STOCK DUBAI SKYLINE / BURJ KHALIFA / DOWNTOWN
May 2024 saw Dubai real estate set new highs on sales. The market still has lots of room for more growth. Image Credit: WAM

The UAE real estate market keeps reaching out for unprecedented heights, driven by a combination of strategic government initiatives and investor dynamics. In Q1-2024, sales transactions soared past 65,000, doubling on Q1-2023 figures and triple those of Q1-2022.

The transacted value reached Dh186 billion, doubling that of 2022 and surpassing the Dh150 billion of Q1-2023. May 2024 alone shattered past records in Dubai, with a remarkable Dh45 billion in transactions.

However, along with rapid growth comes the looming risk of an oversaturated market. With over 95,000 units expected to be handed over by 2026, the balance of supply and demand teeters on a knife edge. Here are a set of factors that have fueled today's market and poised to cement its sustainability despite the challenges:

Inflation: The inflationary environment has spurred investment in real estate as a hedge against devaluing currencies. Individual and institutional investors are turning to real estate as a familiar and reliable asset class to navigate inflation risks.

Dubai’s global positioning: With a comprehensive strategy and execution at every level—from infrastructure to attractive residency and tourist visa rules - and mind-blowing lifestyle attractions—Dubai has solidified its global appeal.

Ultra-luxury real estate: A new market category has emerged, attracting billionaires and ultra-high-net-worth individuals (UHNWI). Pre-COVID, Dubai had fewer than 10 ultra-luxury real estate projects; by 2026, this number is expected to increase twenty-fold. This segment is now a permanent fixture in Dubai, with properties transferring ownership among the super-wealthy.

International developers: Dubai has seen an influx of well-established international real developers who have brought their expertise and client base, introducing new investors to the Dubai market.

More real estate agents: The number of registered real estate agents has risen to 19,000, with projections to reach 23,000 by the end of the year.

Market regulations: Tens of thousands of fake online ads have been removed in Dubai, aiming to create more transparent property listings on real estate portals and social media.

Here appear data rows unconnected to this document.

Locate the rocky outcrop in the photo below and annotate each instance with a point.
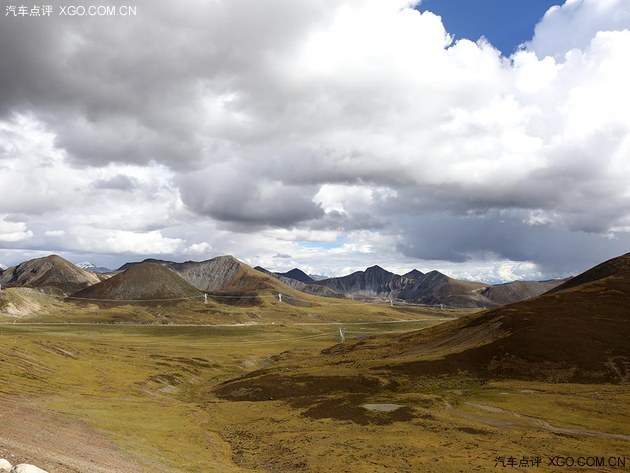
(373, 282)
(298, 275)
(146, 281)
(51, 273)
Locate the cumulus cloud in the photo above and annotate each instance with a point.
(574, 24)
(275, 124)
(118, 182)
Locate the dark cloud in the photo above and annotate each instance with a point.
(118, 182)
(556, 250)
(322, 116)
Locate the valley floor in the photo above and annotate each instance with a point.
(108, 398)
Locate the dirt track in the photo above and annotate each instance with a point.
(32, 434)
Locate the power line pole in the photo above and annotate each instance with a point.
(342, 335)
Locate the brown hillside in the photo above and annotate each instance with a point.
(146, 281)
(227, 274)
(52, 273)
(603, 270)
(517, 291)
(576, 334)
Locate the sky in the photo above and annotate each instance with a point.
(490, 143)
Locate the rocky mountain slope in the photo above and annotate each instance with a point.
(577, 332)
(51, 273)
(373, 282)
(146, 281)
(315, 289)
(434, 288)
(298, 275)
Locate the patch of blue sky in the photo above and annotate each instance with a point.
(506, 24)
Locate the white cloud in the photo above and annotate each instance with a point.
(14, 231)
(575, 23)
(54, 233)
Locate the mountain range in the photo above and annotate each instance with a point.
(434, 288)
(228, 274)
(91, 267)
(51, 273)
(576, 333)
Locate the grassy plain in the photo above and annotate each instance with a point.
(160, 391)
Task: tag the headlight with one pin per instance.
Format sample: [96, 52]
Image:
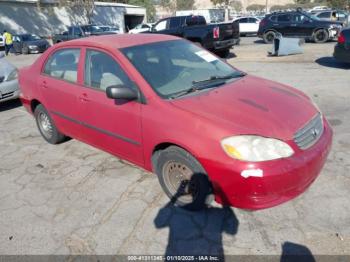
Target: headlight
[255, 148]
[13, 75]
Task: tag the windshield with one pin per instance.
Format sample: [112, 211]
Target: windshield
[30, 37]
[173, 67]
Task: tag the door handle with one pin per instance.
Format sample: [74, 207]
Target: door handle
[44, 84]
[84, 98]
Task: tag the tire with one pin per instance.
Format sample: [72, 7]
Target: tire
[46, 126]
[321, 36]
[269, 36]
[178, 173]
[25, 50]
[223, 53]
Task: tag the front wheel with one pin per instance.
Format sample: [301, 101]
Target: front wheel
[321, 36]
[182, 178]
[269, 37]
[46, 126]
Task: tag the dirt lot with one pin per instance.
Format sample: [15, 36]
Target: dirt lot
[74, 199]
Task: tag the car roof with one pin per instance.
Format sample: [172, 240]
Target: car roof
[119, 41]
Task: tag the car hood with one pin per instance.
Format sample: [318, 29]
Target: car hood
[252, 105]
[5, 67]
[40, 42]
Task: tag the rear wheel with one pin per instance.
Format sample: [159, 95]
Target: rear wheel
[182, 178]
[46, 126]
[321, 36]
[269, 36]
[25, 50]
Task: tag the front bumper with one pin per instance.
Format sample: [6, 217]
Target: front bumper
[225, 44]
[9, 90]
[341, 54]
[282, 180]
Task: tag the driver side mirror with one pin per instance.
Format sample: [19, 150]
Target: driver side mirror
[121, 92]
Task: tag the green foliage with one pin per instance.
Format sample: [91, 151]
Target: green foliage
[255, 7]
[339, 4]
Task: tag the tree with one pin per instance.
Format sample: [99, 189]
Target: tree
[255, 7]
[184, 4]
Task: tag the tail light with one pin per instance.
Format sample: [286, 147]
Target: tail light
[341, 38]
[262, 23]
[216, 32]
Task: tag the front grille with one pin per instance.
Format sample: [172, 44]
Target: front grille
[7, 95]
[309, 134]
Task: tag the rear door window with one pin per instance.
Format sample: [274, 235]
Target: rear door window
[63, 64]
[102, 71]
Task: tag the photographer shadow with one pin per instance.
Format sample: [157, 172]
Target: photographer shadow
[197, 233]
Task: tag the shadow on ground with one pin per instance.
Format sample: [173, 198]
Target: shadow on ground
[294, 252]
[331, 62]
[9, 105]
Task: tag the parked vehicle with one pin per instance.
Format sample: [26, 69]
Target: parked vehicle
[298, 24]
[141, 28]
[218, 38]
[171, 107]
[248, 25]
[29, 44]
[75, 32]
[2, 43]
[112, 29]
[342, 48]
[8, 80]
[214, 15]
[333, 15]
[319, 8]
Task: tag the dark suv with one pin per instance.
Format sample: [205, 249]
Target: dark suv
[298, 24]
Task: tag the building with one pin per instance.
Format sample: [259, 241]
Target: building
[47, 17]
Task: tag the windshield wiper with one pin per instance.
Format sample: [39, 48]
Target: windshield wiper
[213, 81]
[215, 78]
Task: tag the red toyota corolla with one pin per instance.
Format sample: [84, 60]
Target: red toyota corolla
[205, 128]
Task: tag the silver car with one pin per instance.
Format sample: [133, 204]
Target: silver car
[8, 80]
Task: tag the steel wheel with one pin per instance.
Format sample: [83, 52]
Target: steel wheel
[45, 125]
[177, 177]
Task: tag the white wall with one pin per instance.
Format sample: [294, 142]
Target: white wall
[48, 19]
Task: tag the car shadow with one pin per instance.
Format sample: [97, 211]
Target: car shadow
[9, 105]
[259, 41]
[295, 252]
[196, 233]
[332, 62]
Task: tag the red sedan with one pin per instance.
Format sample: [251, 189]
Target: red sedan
[205, 128]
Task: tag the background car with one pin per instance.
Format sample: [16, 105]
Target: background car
[8, 80]
[342, 48]
[298, 24]
[141, 28]
[29, 44]
[112, 29]
[333, 15]
[2, 43]
[248, 25]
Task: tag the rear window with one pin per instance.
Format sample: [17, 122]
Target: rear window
[284, 18]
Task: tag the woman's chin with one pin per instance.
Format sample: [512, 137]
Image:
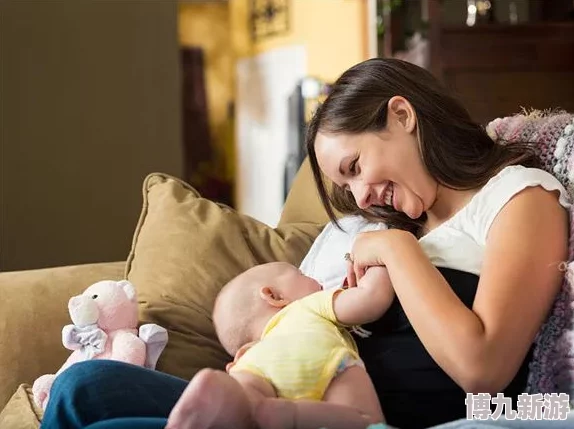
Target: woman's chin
[412, 212]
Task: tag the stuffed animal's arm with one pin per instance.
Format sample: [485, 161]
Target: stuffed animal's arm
[368, 301]
[128, 347]
[69, 338]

Strong end-user demand: Sustainable growth in rental prices has stimulated higher rental returns, attracting more investors and encouraging end-users to purchase instead of renting.

Non-mortgage market: While rising interest rates have impacted many global markets, Dubai real estate remain unaffected because it is not heavily dependent on mortgages. This reduces vulnerability to financial market fluctuations.

The government's strategic planning and preparation are designed to outweigh and outperform the risks of oversupply. Dubai has already become one of the most attractive global destinations for tourists, business and residency. Gven the current global situation, particularly in Europe and the region, it stands out as the most qualified city to sustain and enhance its market growth.